Dear Harrison Ford,
I’m writing about your new movie, “Extraordinary Measures.” I’m a little confused.
What the fuck is it about? I’ve only seen the short TV spots on CBS and bus and subway ads, and frankly, it leaves me with no real idea what I’d see if I went to see it, though apparently you wear jeans.
I mean, it’s got Brendan Fraser in it, looking self righteous but not retarded, or at least not on purpose.

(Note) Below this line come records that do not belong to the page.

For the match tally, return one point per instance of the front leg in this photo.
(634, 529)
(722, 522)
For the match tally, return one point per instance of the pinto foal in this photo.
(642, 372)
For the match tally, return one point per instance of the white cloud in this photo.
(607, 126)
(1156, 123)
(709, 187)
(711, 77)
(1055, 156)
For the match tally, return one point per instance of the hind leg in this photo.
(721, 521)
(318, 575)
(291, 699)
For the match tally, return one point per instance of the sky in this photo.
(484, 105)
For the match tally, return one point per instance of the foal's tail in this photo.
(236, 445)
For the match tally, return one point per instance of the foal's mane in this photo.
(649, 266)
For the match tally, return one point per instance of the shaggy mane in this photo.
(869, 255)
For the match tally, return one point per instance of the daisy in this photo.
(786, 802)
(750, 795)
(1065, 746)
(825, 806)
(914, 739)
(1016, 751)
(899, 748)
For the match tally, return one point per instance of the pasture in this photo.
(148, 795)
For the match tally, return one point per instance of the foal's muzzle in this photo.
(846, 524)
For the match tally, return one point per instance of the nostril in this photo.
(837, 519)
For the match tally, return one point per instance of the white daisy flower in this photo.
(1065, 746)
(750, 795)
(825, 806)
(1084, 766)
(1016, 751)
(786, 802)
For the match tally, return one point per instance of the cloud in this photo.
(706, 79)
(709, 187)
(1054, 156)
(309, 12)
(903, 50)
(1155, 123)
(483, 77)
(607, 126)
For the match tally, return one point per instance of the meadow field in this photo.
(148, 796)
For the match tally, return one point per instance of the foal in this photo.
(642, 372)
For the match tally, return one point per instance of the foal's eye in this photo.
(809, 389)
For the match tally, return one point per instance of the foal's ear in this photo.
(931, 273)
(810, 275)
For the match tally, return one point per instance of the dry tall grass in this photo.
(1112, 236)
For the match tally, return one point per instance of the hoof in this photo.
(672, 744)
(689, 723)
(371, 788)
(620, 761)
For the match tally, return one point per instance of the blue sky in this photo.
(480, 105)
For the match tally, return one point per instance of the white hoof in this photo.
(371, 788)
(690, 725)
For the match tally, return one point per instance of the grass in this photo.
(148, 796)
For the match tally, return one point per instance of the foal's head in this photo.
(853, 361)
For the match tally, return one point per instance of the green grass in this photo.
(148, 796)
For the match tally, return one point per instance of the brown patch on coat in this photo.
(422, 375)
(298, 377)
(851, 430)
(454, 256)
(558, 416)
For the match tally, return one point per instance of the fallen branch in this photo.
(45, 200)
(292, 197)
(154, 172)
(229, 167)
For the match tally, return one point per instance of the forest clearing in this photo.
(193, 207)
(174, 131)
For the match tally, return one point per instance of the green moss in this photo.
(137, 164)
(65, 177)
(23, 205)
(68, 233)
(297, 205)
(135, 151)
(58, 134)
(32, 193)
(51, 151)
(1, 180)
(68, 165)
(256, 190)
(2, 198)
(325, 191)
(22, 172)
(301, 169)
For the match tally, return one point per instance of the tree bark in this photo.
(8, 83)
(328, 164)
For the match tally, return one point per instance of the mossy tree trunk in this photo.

I know I could just Google it and find out the plot summary, but when I do it looks like I’m not the only one confused. I feel like maybe the marketing people have decided I don’t want to really know what it’s about but instead maybe think it’s a Tom Clancy story or something.
Is it a Tom Clancy story? Are you playing Jack Ryan again? I have to say, I saw “Patriot Games” again recently (again? ok, maybe for the first time) and it was fucking great. Bra-vo, sir.
I bet this would be a great movie for playing that drinking game where you do a shot every time a character in the film says the name of the film. “I think we’ll have to take…Extraordinary Measures…to get this sandwich made.”
Oh. It’s about a father trying to save his dying kid from a rare disease. Based on a true story. Oops, my bad. Why didn’t you just come out and say that! Anyway, sorry you didn’t have such a great opening weekend. Fucking Avatar, am I right?